In my view, because a class’ right of veto is removed by the operation of section 901G, justice may require the court to look at questions of horizontal comparability in the context of a cross-class cram down to see whether a restructuring plan provides for differences in treatment of creditors inter se, and if so whether those differences are justified. In particular the court will be concerned to ascertain whether there has been a fair distribution of the benefits of the restructuring (what some commentators have called the “restructuring surplus”) between those classes who have agreed the restructuring plan and those who have not.
In the present case, the difference in treatment of DSC Secured Creditors and DSC Other Plan Creditors is obvious, but it is plain that differential treatment is justified because of the secured nature of the DSC Secured Creditor claims. Furthermore, it seems to me that the fact that the DSC Other Plan Creditors were out of the money in the event of the relevant alternative, and that the benefits they receive from the Restructuring Plan are derived from sources other than DSC, means that a horizontal comparison is of much less significance than might otherwise be the case. There are no assets from which they would derive benefit in the absence of the Restructuring Plan and it is difficult to identify any legal basis on which they can complain about the choice made by the other members of the DeepOcean group to apportion the contribution they make to the Restructuring Plan is such manner as they see fit.
The other category of DSC creditors who have been treated differently from the DSC Other Plan Creditors are DSC’s excluded creditors. I explained the reasons for their exclusion in the convening judgment and why it was that I was satisfied that the Plan Companies had good commercial reasons for taking that course. Although there was some creditor correspondence earlier in the proceedings which complained about the way in which the Plan Companies had gone about choosing those creditors whose rights were to be varied by the Restructuring Plan and those whose right were not, the points made were not pursued at the sanction hearing and did not in any event seem to me to give rise to any reasoned objection.
The last discretionary factor is whether there is anything in the formulation of the Restructuring Plan which causes concern as to how it will operate in practice as a mechanism for varying creditor rights and effecting a distribution of the available assets. No Plan Creditor has identified any such concern, none has been drawn to my attention by the Plan Companies and none has occurred to me. I am satisfied that, in that sense, there is no blot on the Restructuring Plan.

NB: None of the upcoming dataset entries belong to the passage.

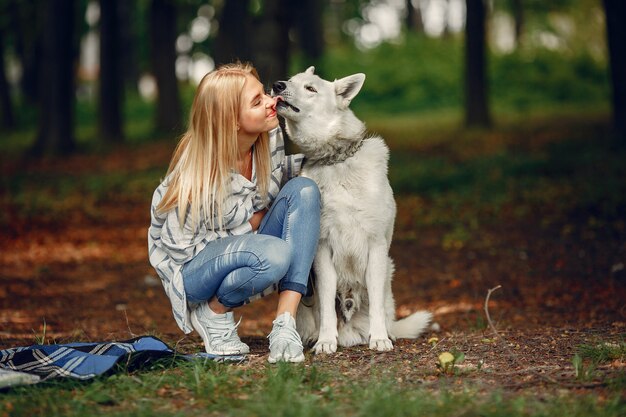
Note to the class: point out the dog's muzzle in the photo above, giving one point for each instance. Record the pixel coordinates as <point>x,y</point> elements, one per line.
<point>278,90</point>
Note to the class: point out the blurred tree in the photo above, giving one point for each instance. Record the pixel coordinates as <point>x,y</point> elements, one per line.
<point>476,89</point>
<point>110,97</point>
<point>518,18</point>
<point>25,18</point>
<point>414,19</point>
<point>309,27</point>
<point>235,33</point>
<point>56,79</point>
<point>7,120</point>
<point>616,33</point>
<point>129,59</point>
<point>271,49</point>
<point>163,15</point>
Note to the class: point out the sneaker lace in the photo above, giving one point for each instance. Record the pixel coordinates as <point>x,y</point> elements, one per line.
<point>225,330</point>
<point>287,333</point>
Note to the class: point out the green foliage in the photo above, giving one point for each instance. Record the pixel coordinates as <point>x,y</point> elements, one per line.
<point>422,74</point>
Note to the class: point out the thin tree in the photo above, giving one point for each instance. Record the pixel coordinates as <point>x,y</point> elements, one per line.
<point>56,79</point>
<point>163,58</point>
<point>616,34</point>
<point>111,85</point>
<point>309,26</point>
<point>25,19</point>
<point>414,19</point>
<point>233,40</point>
<point>518,17</point>
<point>7,120</point>
<point>271,51</point>
<point>476,88</point>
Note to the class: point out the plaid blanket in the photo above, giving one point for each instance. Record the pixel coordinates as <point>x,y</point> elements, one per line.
<point>84,361</point>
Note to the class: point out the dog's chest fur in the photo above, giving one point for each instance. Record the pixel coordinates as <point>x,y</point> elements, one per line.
<point>358,208</point>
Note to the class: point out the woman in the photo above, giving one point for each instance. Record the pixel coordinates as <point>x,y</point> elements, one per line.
<point>231,221</point>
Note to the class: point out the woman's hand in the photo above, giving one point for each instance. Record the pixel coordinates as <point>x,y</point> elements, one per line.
<point>256,219</point>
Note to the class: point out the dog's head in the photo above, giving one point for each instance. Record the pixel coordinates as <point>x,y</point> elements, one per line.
<point>315,109</point>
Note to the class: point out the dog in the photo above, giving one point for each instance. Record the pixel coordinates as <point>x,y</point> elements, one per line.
<point>352,302</point>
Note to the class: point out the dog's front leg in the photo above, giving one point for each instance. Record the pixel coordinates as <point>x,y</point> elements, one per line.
<point>326,285</point>
<point>375,280</point>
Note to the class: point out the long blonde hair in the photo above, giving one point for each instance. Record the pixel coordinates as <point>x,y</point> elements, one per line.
<point>199,172</point>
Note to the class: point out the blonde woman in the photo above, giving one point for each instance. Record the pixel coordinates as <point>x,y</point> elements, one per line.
<point>232,221</point>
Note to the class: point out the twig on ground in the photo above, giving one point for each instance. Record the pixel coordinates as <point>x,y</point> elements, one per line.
<point>128,325</point>
<point>510,352</point>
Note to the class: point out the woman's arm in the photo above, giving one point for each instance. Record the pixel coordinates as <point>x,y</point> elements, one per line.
<point>257,218</point>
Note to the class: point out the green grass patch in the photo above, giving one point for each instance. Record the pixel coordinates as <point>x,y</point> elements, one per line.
<point>196,388</point>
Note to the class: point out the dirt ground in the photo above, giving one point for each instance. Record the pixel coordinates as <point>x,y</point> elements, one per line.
<point>89,279</point>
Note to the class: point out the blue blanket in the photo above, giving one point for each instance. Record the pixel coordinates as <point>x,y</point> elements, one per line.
<point>83,361</point>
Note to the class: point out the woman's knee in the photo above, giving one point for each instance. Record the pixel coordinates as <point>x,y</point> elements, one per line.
<point>274,257</point>
<point>306,189</point>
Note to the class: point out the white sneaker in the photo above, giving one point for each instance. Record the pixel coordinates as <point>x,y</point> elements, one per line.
<point>285,342</point>
<point>218,331</point>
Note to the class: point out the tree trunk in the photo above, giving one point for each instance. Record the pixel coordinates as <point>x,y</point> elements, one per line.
<point>128,46</point>
<point>56,80</point>
<point>476,89</point>
<point>271,51</point>
<point>310,29</point>
<point>414,19</point>
<point>111,86</point>
<point>163,57</point>
<point>7,121</point>
<point>234,37</point>
<point>616,34</point>
<point>27,18</point>
<point>518,16</point>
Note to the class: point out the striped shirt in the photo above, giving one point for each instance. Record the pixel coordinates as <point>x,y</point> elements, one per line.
<point>171,245</point>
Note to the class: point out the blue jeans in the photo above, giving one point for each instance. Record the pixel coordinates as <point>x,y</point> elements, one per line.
<point>280,254</point>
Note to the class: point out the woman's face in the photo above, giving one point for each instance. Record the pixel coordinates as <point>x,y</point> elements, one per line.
<point>258,110</point>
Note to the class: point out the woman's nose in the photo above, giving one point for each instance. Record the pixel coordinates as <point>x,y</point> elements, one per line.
<point>271,101</point>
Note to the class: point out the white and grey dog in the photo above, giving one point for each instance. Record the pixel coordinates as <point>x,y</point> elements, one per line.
<point>352,266</point>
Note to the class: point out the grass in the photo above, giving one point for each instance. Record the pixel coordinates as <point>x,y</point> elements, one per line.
<point>196,388</point>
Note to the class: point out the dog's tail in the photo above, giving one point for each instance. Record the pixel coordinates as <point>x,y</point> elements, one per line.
<point>411,326</point>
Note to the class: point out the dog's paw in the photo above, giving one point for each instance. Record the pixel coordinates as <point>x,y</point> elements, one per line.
<point>325,346</point>
<point>381,345</point>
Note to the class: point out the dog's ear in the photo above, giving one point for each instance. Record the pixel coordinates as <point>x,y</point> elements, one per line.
<point>348,87</point>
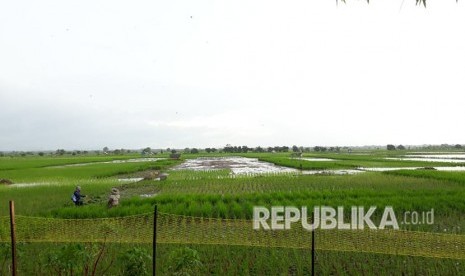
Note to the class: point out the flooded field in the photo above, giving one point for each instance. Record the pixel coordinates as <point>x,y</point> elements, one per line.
<point>449,158</point>
<point>316,159</point>
<point>237,165</point>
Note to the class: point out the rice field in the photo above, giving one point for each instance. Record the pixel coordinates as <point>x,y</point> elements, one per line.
<point>209,187</point>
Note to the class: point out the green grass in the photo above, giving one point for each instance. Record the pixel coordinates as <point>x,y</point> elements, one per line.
<point>217,194</point>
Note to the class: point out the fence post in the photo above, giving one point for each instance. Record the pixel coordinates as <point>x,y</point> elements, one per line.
<point>13,237</point>
<point>154,257</point>
<point>313,244</point>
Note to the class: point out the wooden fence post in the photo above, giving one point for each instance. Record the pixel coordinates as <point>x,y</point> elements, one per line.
<point>13,238</point>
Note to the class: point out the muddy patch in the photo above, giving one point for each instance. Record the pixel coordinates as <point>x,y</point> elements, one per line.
<point>315,159</point>
<point>332,172</point>
<point>237,165</point>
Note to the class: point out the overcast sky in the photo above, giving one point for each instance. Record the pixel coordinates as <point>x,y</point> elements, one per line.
<point>130,74</point>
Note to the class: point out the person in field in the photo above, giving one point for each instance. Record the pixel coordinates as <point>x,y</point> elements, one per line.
<point>113,200</point>
<point>76,197</point>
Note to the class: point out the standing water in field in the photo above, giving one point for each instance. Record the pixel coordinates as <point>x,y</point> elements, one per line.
<point>448,158</point>
<point>238,165</point>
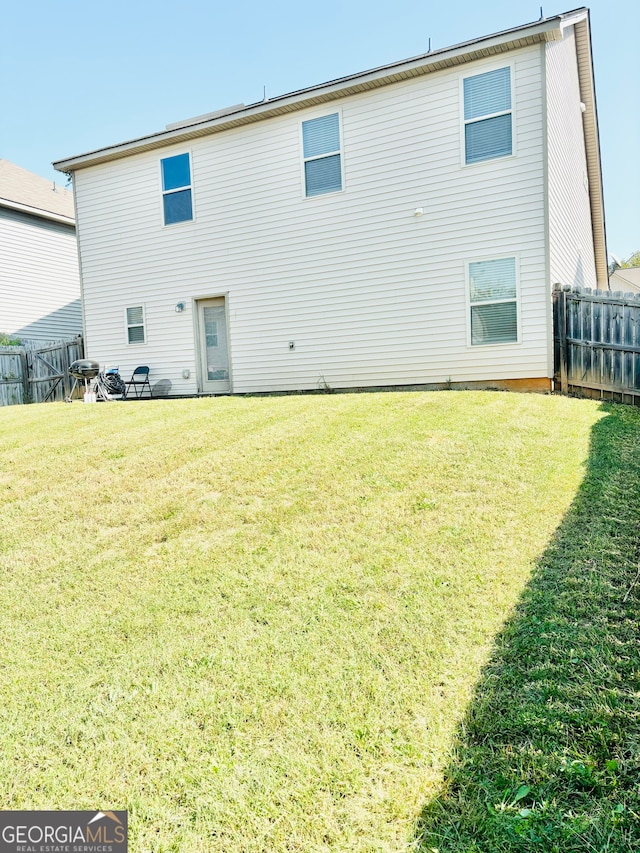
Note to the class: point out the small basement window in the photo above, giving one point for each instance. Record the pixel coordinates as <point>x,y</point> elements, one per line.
<point>176,189</point>
<point>322,155</point>
<point>487,116</point>
<point>493,301</point>
<point>135,325</point>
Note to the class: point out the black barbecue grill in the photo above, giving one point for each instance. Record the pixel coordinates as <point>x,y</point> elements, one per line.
<point>84,368</point>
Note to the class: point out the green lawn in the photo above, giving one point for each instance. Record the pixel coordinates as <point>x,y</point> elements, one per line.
<point>288,624</point>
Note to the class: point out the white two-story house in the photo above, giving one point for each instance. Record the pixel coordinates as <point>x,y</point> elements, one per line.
<point>402,226</point>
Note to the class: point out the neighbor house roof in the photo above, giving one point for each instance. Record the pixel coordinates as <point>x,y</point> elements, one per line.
<point>544,30</point>
<point>28,193</point>
<point>627,277</point>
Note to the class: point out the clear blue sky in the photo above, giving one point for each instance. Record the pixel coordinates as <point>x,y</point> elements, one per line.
<point>78,76</point>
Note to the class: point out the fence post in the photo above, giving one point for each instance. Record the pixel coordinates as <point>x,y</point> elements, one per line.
<point>24,370</point>
<point>562,340</point>
<point>64,358</point>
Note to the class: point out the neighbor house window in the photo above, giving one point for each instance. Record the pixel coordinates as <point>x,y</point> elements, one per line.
<point>176,189</point>
<point>322,156</point>
<point>493,301</point>
<point>135,325</point>
<point>488,127</point>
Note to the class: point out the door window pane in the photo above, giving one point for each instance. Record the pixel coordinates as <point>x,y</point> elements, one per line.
<point>215,332</point>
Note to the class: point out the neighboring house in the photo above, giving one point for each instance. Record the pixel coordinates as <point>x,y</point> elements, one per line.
<point>626,280</point>
<point>39,278</point>
<point>403,226</point>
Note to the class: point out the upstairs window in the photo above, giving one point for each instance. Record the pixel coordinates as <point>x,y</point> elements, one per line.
<point>176,189</point>
<point>493,301</point>
<point>135,325</point>
<point>322,155</point>
<point>487,116</point>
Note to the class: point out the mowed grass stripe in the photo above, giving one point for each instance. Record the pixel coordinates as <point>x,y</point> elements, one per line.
<point>256,622</point>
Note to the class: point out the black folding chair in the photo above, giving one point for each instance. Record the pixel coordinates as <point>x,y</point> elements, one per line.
<point>139,381</point>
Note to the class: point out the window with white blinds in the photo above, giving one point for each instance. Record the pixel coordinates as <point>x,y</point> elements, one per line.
<point>135,325</point>
<point>493,301</point>
<point>322,155</point>
<point>488,124</point>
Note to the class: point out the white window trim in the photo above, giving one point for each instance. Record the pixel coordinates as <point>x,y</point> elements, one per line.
<point>164,192</point>
<point>128,326</point>
<point>303,159</point>
<point>482,69</point>
<point>516,299</point>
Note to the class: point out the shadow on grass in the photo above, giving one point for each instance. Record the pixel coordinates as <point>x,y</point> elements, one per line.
<point>548,757</point>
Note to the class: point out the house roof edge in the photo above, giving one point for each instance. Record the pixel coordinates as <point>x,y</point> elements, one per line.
<point>546,29</point>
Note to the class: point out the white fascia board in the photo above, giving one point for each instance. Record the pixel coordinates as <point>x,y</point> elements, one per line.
<point>592,145</point>
<point>37,211</point>
<point>546,30</point>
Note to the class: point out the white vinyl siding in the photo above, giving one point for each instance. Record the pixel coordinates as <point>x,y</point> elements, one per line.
<point>135,325</point>
<point>322,155</point>
<point>39,278</point>
<point>488,118</point>
<point>369,294</point>
<point>571,254</point>
<point>493,301</point>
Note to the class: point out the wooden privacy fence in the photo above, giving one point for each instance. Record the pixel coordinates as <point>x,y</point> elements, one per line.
<point>597,343</point>
<point>37,372</point>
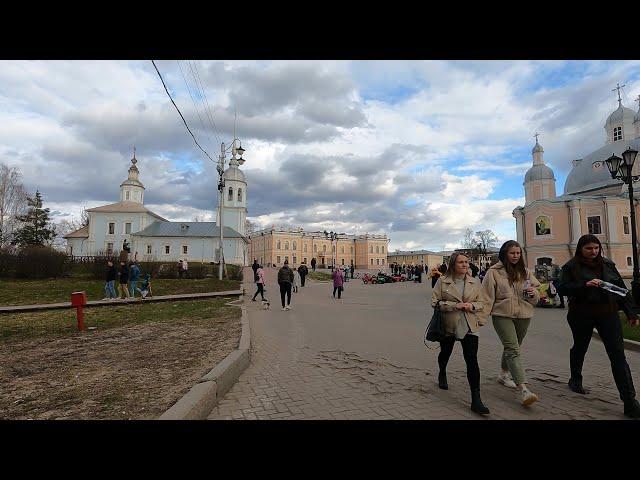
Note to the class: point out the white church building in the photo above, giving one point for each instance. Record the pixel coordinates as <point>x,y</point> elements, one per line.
<point>154,238</point>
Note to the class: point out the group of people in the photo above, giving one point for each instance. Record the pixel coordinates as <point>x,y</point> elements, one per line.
<point>508,294</point>
<point>289,279</point>
<point>413,272</point>
<point>128,276</point>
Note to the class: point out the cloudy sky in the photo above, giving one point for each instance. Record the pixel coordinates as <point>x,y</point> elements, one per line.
<point>419,150</point>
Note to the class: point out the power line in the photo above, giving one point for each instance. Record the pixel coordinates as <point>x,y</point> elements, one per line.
<point>204,128</point>
<point>180,113</point>
<point>208,108</point>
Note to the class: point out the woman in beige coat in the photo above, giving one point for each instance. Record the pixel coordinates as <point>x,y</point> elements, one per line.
<point>510,293</point>
<point>459,296</point>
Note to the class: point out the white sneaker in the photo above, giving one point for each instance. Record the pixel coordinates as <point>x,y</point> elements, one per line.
<point>506,380</point>
<point>528,397</point>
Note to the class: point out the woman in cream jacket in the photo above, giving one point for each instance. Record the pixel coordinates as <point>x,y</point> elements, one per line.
<point>459,297</point>
<point>510,292</point>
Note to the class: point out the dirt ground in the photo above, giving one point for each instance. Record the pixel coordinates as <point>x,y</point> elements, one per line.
<point>129,372</point>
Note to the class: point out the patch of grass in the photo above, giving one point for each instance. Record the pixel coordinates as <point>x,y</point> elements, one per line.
<point>55,323</point>
<point>629,332</point>
<point>320,276</point>
<point>36,292</point>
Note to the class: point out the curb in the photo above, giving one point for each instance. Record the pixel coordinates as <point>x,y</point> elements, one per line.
<point>628,344</point>
<point>198,402</point>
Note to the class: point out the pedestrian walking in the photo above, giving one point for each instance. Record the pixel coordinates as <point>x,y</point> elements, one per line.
<point>259,283</point>
<point>338,282</point>
<point>510,292</point>
<point>123,286</point>
<point>285,280</point>
<point>591,306</point>
<point>435,275</point>
<point>303,271</point>
<point>109,286</point>
<point>134,275</point>
<point>555,277</point>
<point>296,279</point>
<point>459,296</point>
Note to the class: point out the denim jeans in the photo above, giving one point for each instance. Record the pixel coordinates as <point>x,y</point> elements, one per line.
<point>110,289</point>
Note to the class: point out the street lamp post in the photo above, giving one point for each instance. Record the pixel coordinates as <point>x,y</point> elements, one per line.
<point>620,168</point>
<point>235,150</point>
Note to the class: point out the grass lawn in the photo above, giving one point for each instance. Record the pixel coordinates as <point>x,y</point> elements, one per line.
<point>138,361</point>
<point>57,323</point>
<point>629,332</point>
<point>55,290</point>
<point>319,276</point>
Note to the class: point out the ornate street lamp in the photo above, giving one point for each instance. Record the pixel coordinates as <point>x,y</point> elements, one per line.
<point>621,169</point>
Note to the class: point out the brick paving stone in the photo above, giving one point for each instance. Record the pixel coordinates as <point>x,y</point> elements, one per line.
<point>364,358</point>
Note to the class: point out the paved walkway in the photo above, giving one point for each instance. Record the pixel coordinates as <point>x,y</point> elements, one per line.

The final matter of which I am required to be satisfied is whether the Restructuring Plan is likely to be substantially effective in relevant jurisdictions outside England and Wales. This is the same question that arises on any application to sanction a scheme of arrangement under Part 26 (Re Magyar Telecom BV [2014] BCC 448 at [16]), and I can see no reason why the same principles should not apply on an application to sanction a restructuring plan under Part 26A.
In light of the agreements that have been reached with the UK Vessel Owner Creditors, it is no longer necessary for the Plan Companies to demonstrate that the Restructuring Plans are more likely than not to be recognised in the Netherlands as the jurisdiction in which BV is incorporated. The Plan Companies’ expert evidence to that effect is therefore no longer required. There is no suggestion that it is necessary for the Restructuring Plans to be recognised in any other jurisdiction in order for them to have substantial effect.
In these circumstances, I was satisfied at the hearing held on 13 January 2021 that it was appropriate to sanction the Restructuring Plans, and I made an order to that effect.